コントロールされたお祭り特有の、興奮しきって無我夢中になった人々の、やりたい放題の高揚感……そんな虚構のにぎわいには、子どもが無心に遊ぶあの澄み渡った恍惚は存在しないのだとわかってしまった。

もしかしたら人々は、この地球上のどこかに、まだ楽園のような場所、不愉快なことのなど何ひとつ起こらない期待通りの場所があるのだと信じているのでしょうか。
それとも、少しでも危険を暗示するようなものを目にしたくなくて、喪失を引き受けることができそうもなくて、幻の歓喜に逃げているのでしょうか。

そう感じてしまったわたしは、歩いている人々の興奮も高揚も歓喜も、顔にこっそり貼り付けた一枚の薄っぺらな皮膜にしか見えなくなりました。

精巧なはずのそれがぺらりと剥がれ落ち、たちどころに憔悴しきって言葉を発する気力も失せ、どんよりと歩いている人たちの、骸骨のようながらんとした目を見逃せないのです。
彼らの狂騒には恐怖の匂いが立ち込めていています。
それがわたしの違和感をくすぐるのです。

え? 眠れない理由をぜんぶ話さなくてもいいですって? 
ああ、なるほど。
五分間のタイミリミットがあるのですね。

でもせっかくここまでお伝えしたのですから、最後までおつきあいくださってもいいですよね?

わたしがおそろしいのは、彼らでも、きらめくイルミネーションでもなく、それらを通して現れる熱狂の方です。
虚構と偶然を天秤にかけたでたらめの中に真実のふりをして現れる巧妙なサインのような。

スクリーンの向こう側で熱狂した人間がみんなの前に引きずり出されるのをわくわくしながら待っているような気がしてなりません。
彼らは無様な他人事ほど楽しいとでも言いたげに、なにかを暴き立ててやろうとする悪意がみなぎっている。
なにかが暴かれる、そういう場面に立ちあって、その瞬間だけは神にでもなったように、ほら見てごらん、と蜜を舐めるように得々としたいのかもしれません。

え?
わかりました。残り一分ですね。

さあ、なんでも言ってごらんと誘われているみたいで、うっかり話しすぎてしまってごめんなさい。

それにしても、世の中はなぜこんなにデタラメなのでしょう?
このぬかるみの中で変化を起こそうと試みても、しょっちゅう挫折させられるのはなぜなのかしら。
努力は叶わず、限界にぶつかり、失望させられ、のろのろと改善がなされてはまた後退して、どうやったらくたびれずに生きてゆけると言うのでしょう。

誰かがもっと具体的にこの状況を説明してくれればいいのにと思うのです。
突然、『はいカット!』ってどこからか声が上がって、メガフォンを手にした監督が椅子から立ち上がり、スクリーンの裏から登場してくれたらいいいのにと。

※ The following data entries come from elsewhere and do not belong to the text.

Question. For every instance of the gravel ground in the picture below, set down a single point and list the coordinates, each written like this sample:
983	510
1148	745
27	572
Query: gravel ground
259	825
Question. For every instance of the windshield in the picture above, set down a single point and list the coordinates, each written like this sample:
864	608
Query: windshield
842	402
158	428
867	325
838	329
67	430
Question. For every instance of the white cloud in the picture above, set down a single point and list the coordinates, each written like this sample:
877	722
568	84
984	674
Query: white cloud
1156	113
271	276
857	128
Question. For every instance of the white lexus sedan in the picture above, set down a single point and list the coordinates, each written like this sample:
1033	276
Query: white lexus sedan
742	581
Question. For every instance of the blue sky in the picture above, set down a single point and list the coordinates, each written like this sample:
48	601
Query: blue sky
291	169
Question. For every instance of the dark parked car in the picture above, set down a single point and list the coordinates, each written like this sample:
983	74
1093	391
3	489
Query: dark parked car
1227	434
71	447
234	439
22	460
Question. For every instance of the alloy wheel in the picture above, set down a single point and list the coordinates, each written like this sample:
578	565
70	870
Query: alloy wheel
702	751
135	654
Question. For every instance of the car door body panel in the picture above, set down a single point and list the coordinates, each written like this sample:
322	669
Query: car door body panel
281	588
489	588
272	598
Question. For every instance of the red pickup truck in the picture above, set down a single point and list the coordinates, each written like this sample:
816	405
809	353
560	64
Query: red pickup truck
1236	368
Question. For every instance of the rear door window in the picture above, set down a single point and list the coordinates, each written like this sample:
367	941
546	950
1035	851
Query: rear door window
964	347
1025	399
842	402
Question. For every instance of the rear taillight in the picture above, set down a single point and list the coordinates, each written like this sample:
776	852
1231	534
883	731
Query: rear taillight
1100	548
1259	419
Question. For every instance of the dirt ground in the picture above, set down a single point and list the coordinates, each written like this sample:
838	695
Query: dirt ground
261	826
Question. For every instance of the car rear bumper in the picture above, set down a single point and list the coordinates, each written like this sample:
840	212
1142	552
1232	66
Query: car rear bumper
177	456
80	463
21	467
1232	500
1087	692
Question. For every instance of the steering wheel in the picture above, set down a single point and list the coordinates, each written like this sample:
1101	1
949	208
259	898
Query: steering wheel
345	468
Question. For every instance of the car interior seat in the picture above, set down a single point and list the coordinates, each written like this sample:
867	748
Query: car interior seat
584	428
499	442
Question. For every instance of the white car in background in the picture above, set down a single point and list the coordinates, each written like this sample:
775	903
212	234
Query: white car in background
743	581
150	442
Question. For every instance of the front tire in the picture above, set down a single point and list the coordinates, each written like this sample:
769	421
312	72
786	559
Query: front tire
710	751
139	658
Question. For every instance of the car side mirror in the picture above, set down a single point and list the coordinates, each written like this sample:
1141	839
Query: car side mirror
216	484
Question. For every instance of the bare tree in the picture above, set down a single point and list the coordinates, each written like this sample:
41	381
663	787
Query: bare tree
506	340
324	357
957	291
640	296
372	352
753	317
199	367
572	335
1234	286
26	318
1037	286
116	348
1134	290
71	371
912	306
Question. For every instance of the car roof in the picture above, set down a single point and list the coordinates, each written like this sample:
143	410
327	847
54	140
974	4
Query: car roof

そうだ。わたしが見たものはぜんぶ作り事なんだ、なんだそうだったのか、悪意がある人とかあざ笑う見物人とか、みんな役者だった。コントロールされたお祭りも、限界も失望も虚構もぜんぶ作り事で、やっぱりね、映画でよかった、そうか、脚本があったんだって、わたしが見たものはぜんぶスクリーンに映った幻影なんだって、そうやって安心させて欲しくてここにたどり着いたのです。